TJMT condena Cattani a indenizar associação LGBTQIA+ e publicar retratação

A Quarta Câmara de Direito Privado do Tribunal de Justiça de Mato Grosso condenou o deputado estadual Gilberto Cattani (PL) ao pagamento de R$ 20 mil por danos morais, além da obrigação de publicar uma retratação em seu perfil no Instagram. A decisão foi tomada nesta quarta-feira (15), após análise de recurso movido pela associação MT Queer.

O colegiado seguiu, de forma unânime, o voto do desembargador Rubens de Oliveira Santos Filho, que divergiu inicialmente da relatora Serly Marcondes Alves. Em primeira instância, a entidade havia tido o pedido negado, cenário que se repetiu em decisão inicial no próprio tribunal. No entanto, após pedido de vista, Rubens apresentou voto favorável à associação, posteriormente acompanhado pela relatora, consolidando o entendimento unânime da Câmara.

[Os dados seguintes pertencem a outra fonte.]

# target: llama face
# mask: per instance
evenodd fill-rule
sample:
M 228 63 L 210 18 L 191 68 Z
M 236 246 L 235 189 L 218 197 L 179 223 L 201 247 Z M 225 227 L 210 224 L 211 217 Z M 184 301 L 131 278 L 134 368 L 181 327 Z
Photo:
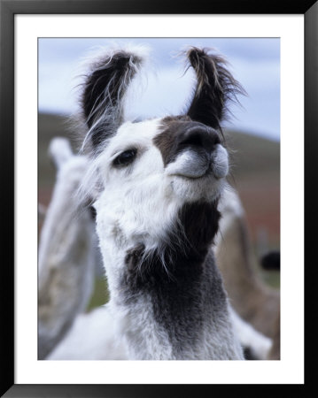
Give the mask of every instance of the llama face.
M 229 170 L 216 131 L 189 118 L 124 123 L 98 165 L 97 224 L 125 246 L 156 245 L 185 203 L 218 198 Z
M 125 249 L 140 243 L 151 250 L 171 239 L 187 203 L 213 203 L 217 212 L 229 170 L 220 123 L 239 86 L 220 57 L 190 49 L 187 57 L 198 83 L 179 117 L 124 120 L 127 88 L 144 59 L 139 50 L 106 52 L 87 77 L 82 113 L 92 161 L 86 185 L 93 185 L 90 177 L 98 180 L 92 196 L 103 255 L 112 257 L 105 264 L 124 264 Z

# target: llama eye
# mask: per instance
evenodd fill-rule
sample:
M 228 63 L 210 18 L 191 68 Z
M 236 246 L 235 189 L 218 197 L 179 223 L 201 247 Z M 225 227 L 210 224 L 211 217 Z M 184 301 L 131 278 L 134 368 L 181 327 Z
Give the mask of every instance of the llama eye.
M 114 166 L 128 165 L 132 163 L 137 154 L 137 149 L 128 149 L 120 153 L 112 162 Z

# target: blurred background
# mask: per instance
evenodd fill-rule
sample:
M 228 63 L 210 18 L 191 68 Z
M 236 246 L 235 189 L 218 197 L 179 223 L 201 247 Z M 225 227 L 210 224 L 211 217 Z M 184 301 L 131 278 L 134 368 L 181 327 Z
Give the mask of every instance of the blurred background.
M 199 39 L 64 39 L 38 42 L 38 200 L 39 233 L 50 203 L 55 169 L 48 157 L 54 136 L 66 136 L 78 149 L 70 116 L 78 111 L 79 65 L 93 49 L 114 43 L 134 43 L 151 50 L 152 62 L 143 90 L 132 99 L 129 116 L 179 114 L 190 101 L 194 75 L 185 71 L 178 52 L 189 46 L 215 49 L 230 64 L 234 77 L 247 96 L 231 104 L 223 123 L 230 150 L 229 183 L 238 191 L 245 210 L 255 255 L 254 267 L 262 279 L 280 286 L 279 271 L 266 271 L 260 258 L 280 247 L 280 41 L 275 38 Z M 77 142 L 77 143 L 76 143 Z M 42 216 L 41 216 L 42 215 Z M 89 309 L 107 300 L 102 271 Z

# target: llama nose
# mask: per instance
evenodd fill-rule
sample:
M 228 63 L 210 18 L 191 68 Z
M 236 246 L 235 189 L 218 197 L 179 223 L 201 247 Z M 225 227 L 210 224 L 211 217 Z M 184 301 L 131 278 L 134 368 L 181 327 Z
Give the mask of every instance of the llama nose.
M 215 145 L 220 143 L 220 136 L 213 128 L 195 126 L 188 128 L 180 137 L 179 148 L 191 149 L 211 154 Z

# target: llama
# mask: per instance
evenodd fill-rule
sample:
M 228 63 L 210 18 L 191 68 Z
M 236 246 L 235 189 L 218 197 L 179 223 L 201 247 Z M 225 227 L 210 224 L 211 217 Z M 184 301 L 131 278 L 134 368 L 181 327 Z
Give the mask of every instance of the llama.
M 240 92 L 225 61 L 187 52 L 197 87 L 187 112 L 125 120 L 129 83 L 145 56 L 111 50 L 83 85 L 92 196 L 111 294 L 108 309 L 131 359 L 244 359 L 211 244 L 229 172 L 221 130 Z
M 215 255 L 233 309 L 256 330 L 273 340 L 271 359 L 280 358 L 280 294 L 266 286 L 252 265 L 246 220 L 233 189 L 220 202 L 222 214 L 215 238 Z
M 67 154 L 67 156 L 64 156 Z M 48 217 L 44 219 L 43 233 L 40 241 L 40 251 L 43 253 L 41 259 L 42 272 L 40 273 L 40 287 L 43 286 L 43 275 L 54 274 L 54 278 L 48 278 L 45 288 L 39 290 L 39 358 L 44 357 L 52 359 L 73 359 L 73 360 L 97 360 L 97 359 L 128 359 L 125 347 L 118 338 L 118 331 L 115 328 L 115 322 L 106 307 L 101 307 L 93 311 L 84 314 L 80 313 L 78 300 L 81 299 L 81 308 L 87 306 L 83 302 L 83 297 L 88 299 L 88 291 L 90 291 L 89 280 L 93 279 L 95 274 L 95 263 L 90 261 L 83 267 L 83 262 L 88 258 L 83 250 L 83 239 L 87 241 L 86 250 L 96 251 L 97 257 L 96 262 L 99 262 L 97 248 L 95 245 L 96 233 L 91 233 L 91 229 L 83 227 L 79 223 L 78 213 L 81 203 L 73 203 L 70 210 L 69 201 L 74 201 L 74 195 L 78 189 L 81 179 L 74 178 L 83 173 L 83 165 L 86 162 L 82 156 L 71 153 L 70 145 L 66 139 L 55 138 L 50 144 L 50 155 L 53 163 L 58 166 L 58 179 L 54 188 L 54 195 L 48 209 Z M 58 193 L 58 194 L 57 194 Z M 221 198 L 222 203 L 219 205 L 224 207 L 224 202 L 229 203 L 232 199 L 233 192 L 227 189 Z M 89 211 L 86 208 L 79 213 L 81 223 L 93 222 L 90 217 L 84 218 L 83 214 Z M 67 214 L 68 212 L 68 214 Z M 52 256 L 53 253 L 60 251 L 61 242 L 60 214 L 67 219 L 67 223 L 63 225 L 63 252 L 64 256 Z M 220 224 L 221 233 L 223 236 L 222 244 L 227 246 L 226 253 L 232 253 L 233 240 L 227 245 L 229 233 L 229 218 L 232 217 L 231 212 L 226 212 L 226 217 L 221 218 Z M 228 220 L 222 222 L 223 219 Z M 231 225 L 231 223 L 229 223 Z M 78 230 L 80 228 L 80 231 Z M 223 231 L 224 228 L 224 231 Z M 235 230 L 235 232 L 237 229 Z M 83 237 L 82 234 L 86 233 Z M 78 239 L 81 236 L 81 239 Z M 59 243 L 60 244 L 60 243 Z M 43 247 L 46 248 L 43 252 Z M 237 247 L 235 245 L 235 247 Z M 217 247 L 218 249 L 218 247 Z M 79 257 L 80 256 L 80 257 Z M 52 256 L 54 261 L 54 273 L 51 272 Z M 90 260 L 94 256 L 90 255 Z M 66 258 L 67 262 L 66 264 Z M 229 258 L 233 258 L 229 255 Z M 223 261 L 226 259 L 222 257 Z M 83 261 L 84 260 L 84 261 Z M 233 262 L 233 264 L 236 264 Z M 78 264 L 79 266 L 76 266 Z M 43 270 L 47 268 L 47 272 Z M 70 279 L 66 284 L 57 284 L 56 280 L 63 281 Z M 78 283 L 82 280 L 84 283 Z M 75 283 L 74 283 L 75 282 Z M 47 297 L 55 297 L 55 300 L 46 300 Z M 66 311 L 67 303 L 67 311 Z M 233 304 L 233 302 L 232 302 Z M 46 314 L 43 318 L 43 314 Z M 238 336 L 244 352 L 250 353 L 253 359 L 266 359 L 271 347 L 271 341 L 258 333 L 250 325 L 244 322 L 237 314 L 230 308 L 231 321 L 235 332 Z M 46 328 L 43 328 L 43 324 Z M 50 333 L 48 326 L 50 326 Z M 64 333 L 61 333 L 60 331 Z M 44 355 L 45 354 L 45 355 Z M 251 357 L 250 355 L 250 357 Z
M 122 358 L 243 359 L 211 249 L 229 171 L 220 124 L 240 86 L 221 57 L 195 48 L 187 57 L 197 88 L 178 117 L 125 119 L 139 50 L 105 53 L 83 86 L 90 161 L 82 192 L 93 197 L 111 292 L 90 325 L 112 325 L 104 348 L 116 334 Z M 74 327 L 86 325 L 77 318 Z
M 51 142 L 50 153 L 58 176 L 39 244 L 39 359 L 50 354 L 85 309 L 93 287 L 90 268 L 97 247 L 90 212 L 85 208 L 78 211 L 74 195 L 88 159 L 74 157 L 63 138 Z

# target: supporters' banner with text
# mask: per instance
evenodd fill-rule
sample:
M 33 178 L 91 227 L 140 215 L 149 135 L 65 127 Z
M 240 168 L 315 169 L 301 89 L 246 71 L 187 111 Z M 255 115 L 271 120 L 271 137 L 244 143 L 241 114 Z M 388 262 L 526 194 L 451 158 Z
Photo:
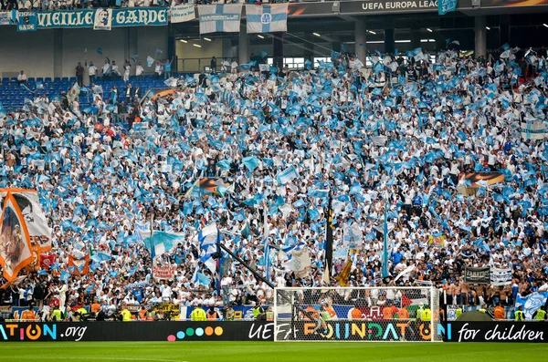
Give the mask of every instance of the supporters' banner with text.
M 17 12 L 16 10 L 0 12 L 0 26 L 10 26 L 16 24 Z
M 246 5 L 248 33 L 288 31 L 288 4 Z
M 535 292 L 527 296 L 518 295 L 516 297 L 515 310 L 518 310 L 518 307 L 522 305 L 523 307 L 525 319 L 532 319 L 532 315 L 535 312 L 546 304 L 546 298 L 548 298 L 548 292 Z
M 38 29 L 94 27 L 95 9 L 41 11 Z M 166 7 L 126 7 L 111 9 L 112 27 L 166 26 Z
M 200 5 L 200 34 L 239 33 L 241 5 Z
M 112 28 L 112 9 L 97 9 L 93 20 L 93 30 L 111 30 Z
M 437 0 L 437 14 L 445 16 L 457 10 L 458 0 Z
M 0 204 L 4 207 L 4 200 L 10 193 L 16 201 L 25 219 L 32 249 L 37 253 L 47 253 L 51 250 L 51 229 L 47 226 L 46 215 L 38 193 L 34 190 L 0 189 Z M 36 255 L 37 257 L 37 255 Z
M 12 282 L 21 269 L 33 261 L 32 248 L 25 217 L 11 192 L 2 200 L 0 227 L 0 265 L 4 277 Z
M 307 248 L 293 250 L 293 272 L 297 278 L 310 275 L 311 272 L 311 255 Z
M 90 254 L 77 258 L 74 255 L 68 255 L 68 263 L 67 264 L 68 273 L 72 275 L 84 275 L 90 273 Z
M 343 245 L 348 249 L 364 248 L 364 233 L 358 222 L 344 227 Z
M 177 265 L 160 266 L 154 265 L 153 267 L 153 276 L 156 280 L 172 280 L 177 271 Z
M 490 269 L 489 267 L 471 268 L 466 267 L 464 270 L 464 282 L 473 284 L 490 284 Z
M 428 244 L 443 247 L 445 244 L 445 235 L 441 233 L 428 235 Z
M 522 123 L 523 140 L 544 140 L 546 137 L 544 123 Z
M 511 269 L 491 268 L 490 282 L 491 285 L 511 284 Z
M 174 24 L 184 23 L 196 18 L 194 5 L 172 6 L 170 21 Z
M 37 13 L 33 11 L 17 12 L 17 31 L 27 32 L 37 31 Z

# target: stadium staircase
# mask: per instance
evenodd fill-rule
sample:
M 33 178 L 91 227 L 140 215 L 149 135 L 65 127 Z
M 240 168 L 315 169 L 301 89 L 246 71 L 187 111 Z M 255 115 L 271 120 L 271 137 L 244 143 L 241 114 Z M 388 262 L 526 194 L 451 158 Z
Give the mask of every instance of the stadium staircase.
M 183 74 L 174 74 L 174 77 L 184 76 Z M 43 88 L 37 88 L 37 83 L 42 84 Z M 60 98 L 61 92 L 68 92 L 76 83 L 76 78 L 29 78 L 26 87 L 21 87 L 17 84 L 16 78 L 4 78 L 0 84 L 0 102 L 5 110 L 21 109 L 25 105 L 25 99 L 34 100 L 35 98 L 42 95 L 47 95 L 49 99 Z M 130 83 L 133 87 L 139 85 L 141 87 L 141 97 L 143 97 L 149 89 L 165 89 L 166 86 L 163 83 L 163 78 L 156 79 L 154 76 L 144 76 L 142 80 L 137 80 L 135 76 L 130 77 Z M 103 88 L 103 98 L 110 98 L 111 89 L 114 86 L 118 88 L 119 100 L 125 101 L 125 82 L 121 78 L 116 80 L 105 80 L 101 78 L 96 79 L 96 85 L 100 85 Z M 88 87 L 88 85 L 84 85 Z M 90 105 L 91 101 L 91 94 L 80 92 L 79 104 L 80 108 Z

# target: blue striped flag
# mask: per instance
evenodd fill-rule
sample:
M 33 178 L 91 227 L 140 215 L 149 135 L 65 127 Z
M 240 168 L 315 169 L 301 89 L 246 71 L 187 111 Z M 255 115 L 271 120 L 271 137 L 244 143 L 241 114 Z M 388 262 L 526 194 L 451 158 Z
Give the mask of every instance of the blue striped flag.
M 288 4 L 247 5 L 248 33 L 288 31 Z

No voto, o desembargador destacou que o parlamentar possui histórico de manifestações consideradas polêmicas e apontou que, neste caso, houve extrapolação dos limites da atuação política. Segundo ele, as declarações não configuram exercício legítimo da função parlamentar, mas sim conteúdo discriminatório. “É nítido que o tom adotado não se caracteriza como crítica administrativa ou política, mas revela conteúdo de segregação e preconceito”, afirmou.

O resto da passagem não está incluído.